Japanese missing in Iraq is ex-French Legionnaire

13th May 2005, Comments 0 comments

PARIS, May 13 (AFP) - Akihiko Saito, the Japanese security agent missing in Iraq and possibly kidnapped, was for more than 20 years one of just a few dozen Japanese nationals in France's storied 7,500-strong Foreign Legion.

PARIS, May 13 (AFP) - Akihiko Saito, the Japanese security agent missing in Iraq and possibly kidnapped, was for more than 20 years one of just a few dozen Japanese nationals in France's storied 7,500-strong Foreign Legion.  

"Things are rather clear for the Japanese, as it was for Saito.

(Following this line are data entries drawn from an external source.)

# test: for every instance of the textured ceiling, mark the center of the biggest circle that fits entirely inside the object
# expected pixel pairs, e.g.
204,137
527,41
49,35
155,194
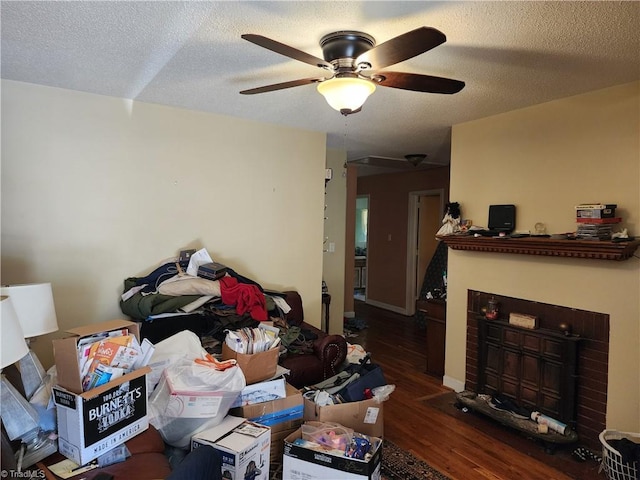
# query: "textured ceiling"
190,54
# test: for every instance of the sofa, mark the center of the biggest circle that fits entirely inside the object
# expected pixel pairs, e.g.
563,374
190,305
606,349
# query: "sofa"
328,351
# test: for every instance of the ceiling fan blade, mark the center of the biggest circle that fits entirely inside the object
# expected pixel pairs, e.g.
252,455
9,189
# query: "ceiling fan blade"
402,47
286,50
281,86
419,83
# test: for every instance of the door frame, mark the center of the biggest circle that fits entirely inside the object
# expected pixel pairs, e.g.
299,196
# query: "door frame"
412,241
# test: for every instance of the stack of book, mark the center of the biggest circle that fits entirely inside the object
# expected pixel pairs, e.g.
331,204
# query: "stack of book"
596,220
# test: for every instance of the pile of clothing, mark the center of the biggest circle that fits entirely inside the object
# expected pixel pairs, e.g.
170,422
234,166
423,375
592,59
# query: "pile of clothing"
172,297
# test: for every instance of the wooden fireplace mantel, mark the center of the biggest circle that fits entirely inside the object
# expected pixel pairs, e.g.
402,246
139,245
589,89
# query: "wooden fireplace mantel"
600,250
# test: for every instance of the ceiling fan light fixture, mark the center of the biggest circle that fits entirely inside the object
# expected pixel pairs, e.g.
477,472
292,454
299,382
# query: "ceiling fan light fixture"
346,94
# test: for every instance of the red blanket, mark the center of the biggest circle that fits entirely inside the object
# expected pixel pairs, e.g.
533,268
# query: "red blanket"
246,298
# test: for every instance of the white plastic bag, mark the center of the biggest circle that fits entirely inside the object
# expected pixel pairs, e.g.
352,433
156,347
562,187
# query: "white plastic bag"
191,397
184,344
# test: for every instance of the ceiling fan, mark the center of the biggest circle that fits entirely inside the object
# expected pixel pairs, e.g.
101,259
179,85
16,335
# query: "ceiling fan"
353,64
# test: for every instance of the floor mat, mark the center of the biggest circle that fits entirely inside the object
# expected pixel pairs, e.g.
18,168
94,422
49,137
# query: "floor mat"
398,464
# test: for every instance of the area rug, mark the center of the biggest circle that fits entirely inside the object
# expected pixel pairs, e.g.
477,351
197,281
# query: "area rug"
397,464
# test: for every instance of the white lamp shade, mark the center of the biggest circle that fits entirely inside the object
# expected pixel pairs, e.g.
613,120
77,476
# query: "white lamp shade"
346,93
34,306
13,345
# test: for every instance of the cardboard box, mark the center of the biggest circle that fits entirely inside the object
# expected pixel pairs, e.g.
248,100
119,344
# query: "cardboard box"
365,416
261,392
274,412
94,422
65,352
243,447
283,416
191,403
302,463
257,366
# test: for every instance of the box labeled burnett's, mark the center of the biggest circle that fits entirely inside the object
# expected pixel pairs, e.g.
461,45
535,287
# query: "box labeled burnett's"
65,351
94,422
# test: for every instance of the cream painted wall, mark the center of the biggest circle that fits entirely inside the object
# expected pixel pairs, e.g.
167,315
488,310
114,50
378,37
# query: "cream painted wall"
96,189
334,233
546,159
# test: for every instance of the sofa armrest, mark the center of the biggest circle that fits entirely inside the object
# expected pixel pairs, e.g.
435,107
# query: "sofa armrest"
332,352
296,314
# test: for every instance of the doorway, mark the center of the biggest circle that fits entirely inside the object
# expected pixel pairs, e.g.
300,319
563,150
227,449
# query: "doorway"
425,218
361,242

They join to be Legionnaires, not for economic or political reasons," said the Legion's spokesman, Major Christian Rascle.  

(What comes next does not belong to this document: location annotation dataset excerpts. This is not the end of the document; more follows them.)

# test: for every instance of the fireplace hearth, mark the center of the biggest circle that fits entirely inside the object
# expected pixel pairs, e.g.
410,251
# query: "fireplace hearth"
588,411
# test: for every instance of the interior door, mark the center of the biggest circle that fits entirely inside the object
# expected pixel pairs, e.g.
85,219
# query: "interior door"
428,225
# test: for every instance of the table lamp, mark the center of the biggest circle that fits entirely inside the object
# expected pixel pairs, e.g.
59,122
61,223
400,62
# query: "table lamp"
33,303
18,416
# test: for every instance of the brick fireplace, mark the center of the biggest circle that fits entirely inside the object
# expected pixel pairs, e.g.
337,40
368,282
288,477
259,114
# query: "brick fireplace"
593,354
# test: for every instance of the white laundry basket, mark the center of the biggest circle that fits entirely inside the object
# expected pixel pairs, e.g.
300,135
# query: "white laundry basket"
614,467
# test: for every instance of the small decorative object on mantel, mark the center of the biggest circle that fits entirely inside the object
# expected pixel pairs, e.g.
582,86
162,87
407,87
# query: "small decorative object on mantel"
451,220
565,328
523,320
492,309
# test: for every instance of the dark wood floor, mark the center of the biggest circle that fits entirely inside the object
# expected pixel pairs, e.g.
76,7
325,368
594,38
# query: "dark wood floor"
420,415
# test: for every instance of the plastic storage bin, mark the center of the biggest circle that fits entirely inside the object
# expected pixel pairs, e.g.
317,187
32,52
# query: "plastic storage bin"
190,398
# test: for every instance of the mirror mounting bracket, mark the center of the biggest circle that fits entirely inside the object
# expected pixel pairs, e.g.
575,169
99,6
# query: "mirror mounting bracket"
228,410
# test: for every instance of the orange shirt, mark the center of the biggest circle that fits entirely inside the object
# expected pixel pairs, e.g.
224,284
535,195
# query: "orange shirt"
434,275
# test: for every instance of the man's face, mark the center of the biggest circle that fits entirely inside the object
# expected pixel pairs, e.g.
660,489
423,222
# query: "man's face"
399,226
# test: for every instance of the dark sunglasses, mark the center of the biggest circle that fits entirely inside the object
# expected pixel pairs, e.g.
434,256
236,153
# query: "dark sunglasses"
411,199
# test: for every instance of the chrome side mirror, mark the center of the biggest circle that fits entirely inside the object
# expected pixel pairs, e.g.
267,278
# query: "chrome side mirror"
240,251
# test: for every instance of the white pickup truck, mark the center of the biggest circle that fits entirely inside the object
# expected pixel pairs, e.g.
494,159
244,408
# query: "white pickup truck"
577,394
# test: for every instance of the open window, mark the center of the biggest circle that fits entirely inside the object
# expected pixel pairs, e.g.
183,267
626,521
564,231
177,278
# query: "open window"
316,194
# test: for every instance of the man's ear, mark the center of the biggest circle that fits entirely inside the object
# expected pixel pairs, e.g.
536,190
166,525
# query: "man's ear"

"He was extremely nice, someone who you could really trust," Saito's countryman and fellow Legionnaire Michio Hoshimizu told reporters in the south-eastern French town of Orange.  

"He's a strong guy, physically and mentally," Hoshimizu said of Saito, a 44-year-old Tokyo native working for a British security firm who was believed to have been abducted Sunday after an ambush in western Iraq.  

Ansar al-Sunna, a group with links to Al-Qaeda, said it had kidnapped Saito but Japan said Thursday it was still unsure of his true fate. Saito's employer, Hart Security, said he might have been killed.  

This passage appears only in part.